Margaret shut her eyes tight, hoping the darkness behind them would erase the grisly dream. When that didn’t work, she forced herself to think of her father as alive and well and dandling her on his knee when she was a child. She knew she was his favorite—the boys told her so constantly. Richard of York had not been a big man, but his body was sinewy and carried not an ounce of fat. He used to allow Margaret to test the solid muscle in his upper arm and try to wrap her hands around it. He’d laugh at her wide eyes and loudly kiss her fair head. All his children except the eldest, Anne, and the youngest, Richard, had inherited their mother’s fair hair. Margaret and Richard, however, had their father’s slate gray eyes. He had worn his thick, dark hair in the old-fashioned short cut—Margaret told him it looked as though his squire had stuck a bowl on his head and simply chopped off the hair that hung below. That would make him throw back his head and neigh with laughter. Margaret loved it when her father laughed. His whole body shook, and he would make little snorting sounds between the laughs. It would make everyone else laugh—even Cecily, who never found life very amusing.

Remembering his laughter now, Margaret found herself smiling and thanked the Virgin Mary for giving her a happy memory of her father to replace the nightmare.

D
ICKON AND
G
EORGE
were fighting again. Margaret found the antics of her two brothers as tiresome as any elder sister would. She was too grown
up now to jump into the fray—something she would have relished a few years ago.

There were three years between each of them, and nine-year-old Richard—nicknamed Dickon to distinguish him from his father—was the runt of York’s litter. Small for his age, he had been sickly as a little boy but had survived those first five precarious years when so many children died and now was not loath to tackle his bigger brother, George, when the occasion arose.
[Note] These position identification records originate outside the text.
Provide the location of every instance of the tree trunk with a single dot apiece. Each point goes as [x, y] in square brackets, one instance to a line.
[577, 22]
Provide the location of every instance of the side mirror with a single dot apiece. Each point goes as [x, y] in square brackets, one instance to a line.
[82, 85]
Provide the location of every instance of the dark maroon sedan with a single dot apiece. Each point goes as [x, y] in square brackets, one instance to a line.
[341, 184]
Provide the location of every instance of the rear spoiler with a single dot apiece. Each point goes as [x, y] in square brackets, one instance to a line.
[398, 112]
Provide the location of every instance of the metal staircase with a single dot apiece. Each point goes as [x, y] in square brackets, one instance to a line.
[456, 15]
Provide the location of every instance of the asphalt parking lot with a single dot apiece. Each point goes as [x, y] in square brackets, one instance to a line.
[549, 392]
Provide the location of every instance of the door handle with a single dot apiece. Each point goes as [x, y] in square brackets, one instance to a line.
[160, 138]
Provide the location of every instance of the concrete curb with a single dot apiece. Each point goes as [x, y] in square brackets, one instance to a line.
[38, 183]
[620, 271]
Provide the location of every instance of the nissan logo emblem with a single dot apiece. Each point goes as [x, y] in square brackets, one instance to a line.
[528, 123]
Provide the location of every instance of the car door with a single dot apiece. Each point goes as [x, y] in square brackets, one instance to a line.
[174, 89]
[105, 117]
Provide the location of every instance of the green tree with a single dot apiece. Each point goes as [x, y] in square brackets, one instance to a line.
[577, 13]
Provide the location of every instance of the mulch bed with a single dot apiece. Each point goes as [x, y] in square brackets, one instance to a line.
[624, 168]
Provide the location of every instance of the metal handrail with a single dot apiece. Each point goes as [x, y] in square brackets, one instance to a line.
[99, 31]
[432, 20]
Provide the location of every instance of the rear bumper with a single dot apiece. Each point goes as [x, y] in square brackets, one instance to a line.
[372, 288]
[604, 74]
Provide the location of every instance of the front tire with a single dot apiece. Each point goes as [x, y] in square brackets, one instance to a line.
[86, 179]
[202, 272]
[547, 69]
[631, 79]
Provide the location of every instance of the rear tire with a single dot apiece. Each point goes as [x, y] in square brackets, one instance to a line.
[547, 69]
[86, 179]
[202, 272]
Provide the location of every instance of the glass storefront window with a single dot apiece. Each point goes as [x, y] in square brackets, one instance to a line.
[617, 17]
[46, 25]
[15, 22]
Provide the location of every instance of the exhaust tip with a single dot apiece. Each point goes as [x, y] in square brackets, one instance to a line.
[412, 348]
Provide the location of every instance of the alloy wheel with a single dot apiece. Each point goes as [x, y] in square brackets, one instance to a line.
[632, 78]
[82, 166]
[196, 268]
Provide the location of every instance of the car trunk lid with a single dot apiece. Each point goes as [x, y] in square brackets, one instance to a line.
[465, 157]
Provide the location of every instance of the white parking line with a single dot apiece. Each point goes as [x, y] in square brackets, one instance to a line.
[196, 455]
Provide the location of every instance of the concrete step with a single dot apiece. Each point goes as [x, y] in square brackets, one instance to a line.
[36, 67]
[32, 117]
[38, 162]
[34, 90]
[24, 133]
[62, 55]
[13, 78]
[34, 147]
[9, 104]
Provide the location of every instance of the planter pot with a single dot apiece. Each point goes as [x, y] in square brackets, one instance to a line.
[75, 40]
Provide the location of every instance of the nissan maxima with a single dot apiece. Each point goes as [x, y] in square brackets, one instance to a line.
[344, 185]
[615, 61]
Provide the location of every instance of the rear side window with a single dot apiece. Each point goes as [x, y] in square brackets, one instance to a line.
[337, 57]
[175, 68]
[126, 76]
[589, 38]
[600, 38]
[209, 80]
The three siblings were, in fact, firm friends. During these most tumultuous years, they had endured being dragged around the countryside with their parents or left in the care of others while Cecily followed her beloved husband wherever she could on his quest for the crown—very often into danger. The children frequently squabbled like dogs over a scrap, but woe betide anyone else who picked on one of them. The other two would rush to their sibling’s aid and staunchly defend the victim, fists clenched. Cecily and duke Richard encouraged this behavior in their brood.